A estetização da política – e da guerra – como efeito da digitalização irremediavelmente surte a intensificação de dinâmicas identitárias, levando à retroalimentação do racismo, seja ele islamofóbico ou antisionista. A grande questão que enfrenta-se agora é em que medida o campo progressista, especialmente aquele à esquerda, conseguirá se posicionar em uma desambiguação entre anti-sionismo e antissemitismo, ao mesmo tempo em que não manifeste-se de maneira ingênua frente às dinâmicas de rede que se apresentam cada vez mais naturalizadas, de modo opaco, ditando os modos de expressão e disputa pelo engajamento reativo. O desafio aqui é justamente não se encantar nem se precipitar no tipo de “disputa” que a digitalização impõe: é fundamental receber – e perceber – de forma crítica e não imediatista aquilo que se apresenta como se fosse incontornável, enquanto forma e conteúdo, no discurso digital. 

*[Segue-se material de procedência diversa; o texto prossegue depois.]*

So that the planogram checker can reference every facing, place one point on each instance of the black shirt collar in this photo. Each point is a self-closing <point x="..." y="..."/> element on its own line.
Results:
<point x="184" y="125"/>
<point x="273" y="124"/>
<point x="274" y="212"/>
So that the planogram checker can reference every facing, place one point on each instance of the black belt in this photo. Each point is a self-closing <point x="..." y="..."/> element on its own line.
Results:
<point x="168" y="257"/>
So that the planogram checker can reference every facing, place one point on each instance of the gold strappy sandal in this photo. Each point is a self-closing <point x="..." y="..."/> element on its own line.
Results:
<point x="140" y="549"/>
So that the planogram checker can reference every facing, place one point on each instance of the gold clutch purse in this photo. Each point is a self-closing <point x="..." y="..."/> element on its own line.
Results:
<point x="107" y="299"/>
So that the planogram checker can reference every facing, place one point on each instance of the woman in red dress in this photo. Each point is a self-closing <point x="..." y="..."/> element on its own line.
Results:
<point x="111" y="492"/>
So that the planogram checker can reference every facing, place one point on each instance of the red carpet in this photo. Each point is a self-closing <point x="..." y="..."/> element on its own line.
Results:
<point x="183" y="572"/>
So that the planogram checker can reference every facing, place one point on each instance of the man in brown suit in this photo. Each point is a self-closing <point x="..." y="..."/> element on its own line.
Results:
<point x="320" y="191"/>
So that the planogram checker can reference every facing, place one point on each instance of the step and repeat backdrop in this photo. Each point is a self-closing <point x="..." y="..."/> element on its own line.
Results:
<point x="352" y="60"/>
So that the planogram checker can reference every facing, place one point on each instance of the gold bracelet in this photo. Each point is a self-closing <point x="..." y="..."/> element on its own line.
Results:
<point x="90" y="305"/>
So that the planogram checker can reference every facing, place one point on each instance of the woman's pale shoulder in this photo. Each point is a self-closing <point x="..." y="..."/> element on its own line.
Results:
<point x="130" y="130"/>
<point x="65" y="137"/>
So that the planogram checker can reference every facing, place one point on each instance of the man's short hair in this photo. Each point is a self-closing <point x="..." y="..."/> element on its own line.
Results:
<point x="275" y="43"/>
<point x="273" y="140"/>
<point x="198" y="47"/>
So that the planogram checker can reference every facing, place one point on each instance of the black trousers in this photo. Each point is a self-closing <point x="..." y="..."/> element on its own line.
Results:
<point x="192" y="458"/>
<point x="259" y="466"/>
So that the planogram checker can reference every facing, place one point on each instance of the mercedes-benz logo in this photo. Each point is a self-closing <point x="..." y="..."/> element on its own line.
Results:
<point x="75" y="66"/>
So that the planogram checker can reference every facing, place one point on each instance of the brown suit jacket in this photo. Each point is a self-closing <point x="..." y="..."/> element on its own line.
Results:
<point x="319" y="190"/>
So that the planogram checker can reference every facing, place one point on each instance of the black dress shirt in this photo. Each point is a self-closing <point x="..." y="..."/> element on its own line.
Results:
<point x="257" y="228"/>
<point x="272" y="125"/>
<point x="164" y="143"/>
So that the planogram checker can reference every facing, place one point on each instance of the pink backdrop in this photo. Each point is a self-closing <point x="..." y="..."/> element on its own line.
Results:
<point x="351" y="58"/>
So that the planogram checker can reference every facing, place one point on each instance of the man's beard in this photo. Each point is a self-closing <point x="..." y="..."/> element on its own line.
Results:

(*) Cian Barbosa é bacharel em sociologia (UFF), doutorando em filosofia (UNIFESP) e psicologia (UFRJ), pesquisa teoria do sujeito, crítica da cultura, violência, tecnologia, ideologia e digitalização; também é integrante da revista Zero à Esquerda, tradutor e ensaísta, além de professor e coordenador no Centro de Formação, onde oferece cursos livres.